Cross-training. What is it? Why does it matter? It is a multi-sport approach to the improvement of one's prowess in a particular sport, regardless of the level of the sportsman concerned. For example, a professional tennis player could inculcate some swimming and basketball playing into his training regime, with the aim of translating those benefits reaped from partaking in those non-tennis activities, into greater prowess on the tennis courts. Given the innate narrow-mindedness and proneness to reckless categorization of us human beings (including us Rovo team members), there have been not too insubstantial criticisms of this (distracting, they say) approach. However, such an assumption would only be correct if the qualities for performance in tennis and the other non-tennis sports are mutually exclusive, which is not the case at all.

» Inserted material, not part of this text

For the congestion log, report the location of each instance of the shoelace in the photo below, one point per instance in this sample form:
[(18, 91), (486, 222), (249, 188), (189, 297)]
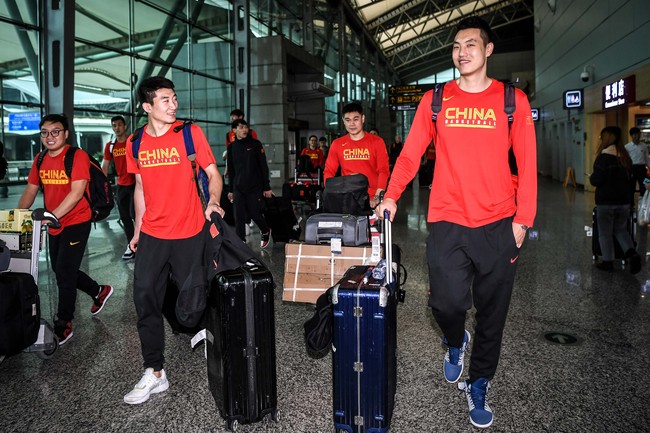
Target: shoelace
[(478, 398), (148, 380)]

Here are some reasons why you should cross-train:

  • It can help prevent injury from overuse of particular body part(s)
  • It helps you come back from injury
  • It can help you recover from overuse in particular body part(s)
  • It prevents you from getting bored of your workout

If the reasons for cross-training were to be condensed into one sentence, it is this:
Apart from the psychological benefits that accrue from spicing up your training regime with more variety; the using of different body part(s) doing non-tennis exercises which bring tennis-related benefits, would prevent injury/burnout while improving your game.

To make this point...

We look at two tennis greats and their different approaches to tennis development.

  • We have Bjorn Borg, who never takes his tennis training beyond the tennis court. He works on his fitness by doing sprints and other plyometric exercises on the tennis court, and intensive ground stroke drills. He has 11 grand slam titles to his name, but tragically retired at the age of 26 from burnout
  • We have Roger Federer, the man of many practices. His training regime is as varied as Borg's is narrow. Apart from the gym, Roger Federer makes it a point to engage various sports from badminton to basketball, from time to time. He is 36 and seemingly getting younger every year.

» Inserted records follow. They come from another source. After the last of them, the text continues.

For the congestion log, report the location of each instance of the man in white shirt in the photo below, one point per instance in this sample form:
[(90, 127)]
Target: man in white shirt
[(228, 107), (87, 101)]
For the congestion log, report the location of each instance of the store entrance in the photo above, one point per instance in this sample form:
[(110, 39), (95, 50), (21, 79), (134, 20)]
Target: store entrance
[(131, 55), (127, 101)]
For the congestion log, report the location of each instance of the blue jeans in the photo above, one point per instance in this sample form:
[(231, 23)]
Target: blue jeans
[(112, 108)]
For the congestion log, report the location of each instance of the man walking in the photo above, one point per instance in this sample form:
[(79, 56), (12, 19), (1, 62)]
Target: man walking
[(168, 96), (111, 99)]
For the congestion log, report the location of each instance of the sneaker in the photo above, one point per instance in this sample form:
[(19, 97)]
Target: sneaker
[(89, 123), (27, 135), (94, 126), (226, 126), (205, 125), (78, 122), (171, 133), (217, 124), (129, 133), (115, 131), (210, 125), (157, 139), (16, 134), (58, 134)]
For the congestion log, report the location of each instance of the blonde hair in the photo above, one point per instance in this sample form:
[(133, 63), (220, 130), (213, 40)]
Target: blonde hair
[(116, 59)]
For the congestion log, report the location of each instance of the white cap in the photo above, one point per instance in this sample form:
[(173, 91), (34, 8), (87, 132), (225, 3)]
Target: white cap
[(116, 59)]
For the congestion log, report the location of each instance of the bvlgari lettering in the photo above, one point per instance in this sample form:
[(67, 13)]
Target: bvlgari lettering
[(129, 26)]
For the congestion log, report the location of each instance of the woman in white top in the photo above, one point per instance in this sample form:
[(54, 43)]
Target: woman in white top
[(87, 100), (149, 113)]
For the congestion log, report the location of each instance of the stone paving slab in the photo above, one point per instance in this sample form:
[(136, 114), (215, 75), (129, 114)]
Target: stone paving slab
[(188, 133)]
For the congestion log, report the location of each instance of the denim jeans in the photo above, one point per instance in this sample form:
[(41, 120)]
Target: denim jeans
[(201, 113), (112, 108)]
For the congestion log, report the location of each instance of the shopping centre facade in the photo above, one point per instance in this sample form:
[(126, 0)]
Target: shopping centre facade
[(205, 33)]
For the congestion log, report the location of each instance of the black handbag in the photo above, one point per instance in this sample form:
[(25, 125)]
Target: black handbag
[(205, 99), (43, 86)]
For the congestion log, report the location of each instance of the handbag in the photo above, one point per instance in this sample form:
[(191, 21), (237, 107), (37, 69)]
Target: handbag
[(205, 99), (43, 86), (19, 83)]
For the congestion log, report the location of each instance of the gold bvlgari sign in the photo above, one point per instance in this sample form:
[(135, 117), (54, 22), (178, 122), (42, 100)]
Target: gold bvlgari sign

Knowledge is nothing without practice, so here are some good sports that one can consider adding in to his or her tennis training regime...


This an excellent exercise to help you improve your tennis endurance for a number of reasons, the main being its on your cardiovascular system. It is a non-impact cardio exercise, and thus would be a break from the high-impact hammering of your joints and feet a tennis session would give. By biking you improve your body's capacity to absorb oxygen, improve your equilibrium which results in an increase your overall physical stamina, all of which are critical for optimal performance during tennis sessions.


Similar to biking, jumping with a skipping rope is a less impactful alternative to the harsh grinding of the tennis court. It is an excellent workout for player seeking to build their calf muscles, or the lower body in general. Such lower body fortification is crucial for tennis performance, given the need to stay constantly low to the ground which requires a significant amount of legs bending.

(Freestyle) Swimming

Apart from the building of anaerobic capacity, swimming (especially when one engages in freestyle) develops the shoulder muscles without putting as much stress on it as normal servings do. It makes us wonder if Andy Roddick was a regular swimmer. What do you think?


The Financial Times has said it...

Federer himself credits the range of sports he played as a child – he also played badminton and basketball – for his hand-eye coordination. “I was always very much more interested if a ball was involved,” he says. Most tennis prodigies, by contrast, play tennis at the exclusion of pretty much everything else.. - A 2006 Financial Times article

What are you waiting for folks, let's get into some non-tennis action!